A History of Antisemitism - Part 4
July 21, 2022In 1945, as Nazi Germany fell, the concentration camps were liberated, one by one. With this liberation, the murder of millions of Jews came to light. These murders came to be known as the Holocaust: a word that means "burned whole" in Greek. Another term, "Shoah," is the Hebrew word for what was the genocide of some 6.3 million European Jews. Shoah translates to "the great calamity."
Even after the Holocaust, antisemitism has persisted in Europe. On July 4, 1946, 40 people of Jewish faith, survivors of the Shoah, were murdered In the Kielce pogrom in southeastern Poland. The pogrom was triggered by the alleged kidnapping of a nine-year-old boy, Henryk Blaszczyk. In the aftermath of the pogrom, there was a wave of emigration from Poland to Germany and France.
After the founding of the state of Israel on May 14, 1948, many Jewish people in Arab countries were uprooted and forced to emigrate - despite the fact that their Jewish ancestors had often lived in those countries for more than a thousand years.
While the Vatican officially put an end to 2,000 years of anti-Judaism, antisemitism found new forms of expression through anti-Zionism and the denial of the Holocaust.

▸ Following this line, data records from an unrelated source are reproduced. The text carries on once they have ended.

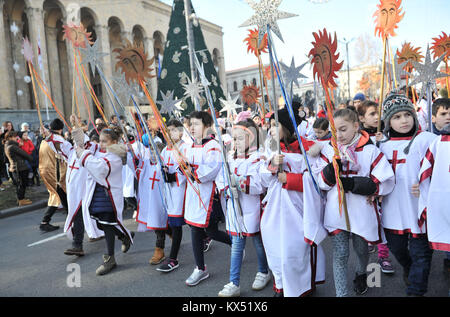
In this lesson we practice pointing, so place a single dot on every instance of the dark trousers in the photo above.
(51, 210)
(414, 254)
(177, 236)
(78, 229)
(199, 234)
(111, 232)
(20, 180)
(161, 237)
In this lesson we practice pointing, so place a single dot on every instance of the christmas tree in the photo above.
(175, 68)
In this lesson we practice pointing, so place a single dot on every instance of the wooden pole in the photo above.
(383, 72)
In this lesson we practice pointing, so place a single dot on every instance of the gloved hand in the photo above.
(328, 172)
(364, 186)
(359, 185)
(348, 183)
(79, 151)
(235, 192)
(120, 150)
(78, 137)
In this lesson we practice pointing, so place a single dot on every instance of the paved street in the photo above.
(32, 267)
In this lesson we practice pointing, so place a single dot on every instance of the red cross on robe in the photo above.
(395, 161)
(154, 179)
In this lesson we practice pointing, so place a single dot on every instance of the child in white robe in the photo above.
(404, 147)
(104, 193)
(244, 164)
(202, 208)
(364, 173)
(296, 265)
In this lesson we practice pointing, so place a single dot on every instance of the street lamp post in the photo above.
(348, 64)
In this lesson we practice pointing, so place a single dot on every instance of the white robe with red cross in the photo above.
(175, 199)
(434, 199)
(151, 211)
(106, 170)
(296, 265)
(400, 207)
(75, 184)
(206, 160)
(364, 217)
(250, 195)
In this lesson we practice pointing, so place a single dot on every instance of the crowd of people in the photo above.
(283, 190)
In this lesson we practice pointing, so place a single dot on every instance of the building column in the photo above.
(6, 91)
(102, 32)
(149, 48)
(23, 100)
(37, 32)
(54, 67)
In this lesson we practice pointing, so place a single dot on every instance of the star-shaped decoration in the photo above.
(201, 71)
(124, 91)
(92, 55)
(292, 73)
(266, 15)
(27, 50)
(192, 90)
(14, 28)
(230, 105)
(399, 70)
(428, 72)
(169, 105)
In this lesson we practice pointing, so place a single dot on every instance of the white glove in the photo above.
(79, 151)
(78, 137)
(120, 150)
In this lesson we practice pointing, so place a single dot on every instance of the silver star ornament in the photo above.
(169, 105)
(397, 70)
(92, 55)
(123, 90)
(266, 16)
(428, 72)
(292, 73)
(192, 90)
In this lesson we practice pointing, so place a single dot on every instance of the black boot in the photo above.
(360, 284)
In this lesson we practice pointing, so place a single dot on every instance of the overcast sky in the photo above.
(423, 20)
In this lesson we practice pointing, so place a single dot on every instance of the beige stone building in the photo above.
(109, 21)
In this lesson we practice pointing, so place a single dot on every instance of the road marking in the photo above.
(46, 240)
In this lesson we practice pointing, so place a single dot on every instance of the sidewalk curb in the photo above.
(20, 210)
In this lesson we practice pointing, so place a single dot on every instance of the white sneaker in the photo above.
(261, 281)
(230, 290)
(197, 276)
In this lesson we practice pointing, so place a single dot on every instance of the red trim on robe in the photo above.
(294, 182)
(208, 215)
(84, 159)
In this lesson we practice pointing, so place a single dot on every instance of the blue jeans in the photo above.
(237, 252)
(416, 261)
(341, 253)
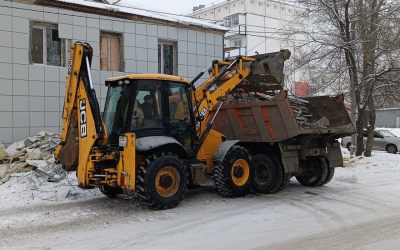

The 21st century has marked the beginning of a new chapter in the history of discrimination against people of Jewish faith. Never before has hostility to Jews been so strongly denounced, prosecuted, and condemned. And yet, hostility towards Jews still exists: Today, antisemitism is often very visible. It is sometimes overt, sometimes covert, often loud, and appears in various new manifestations.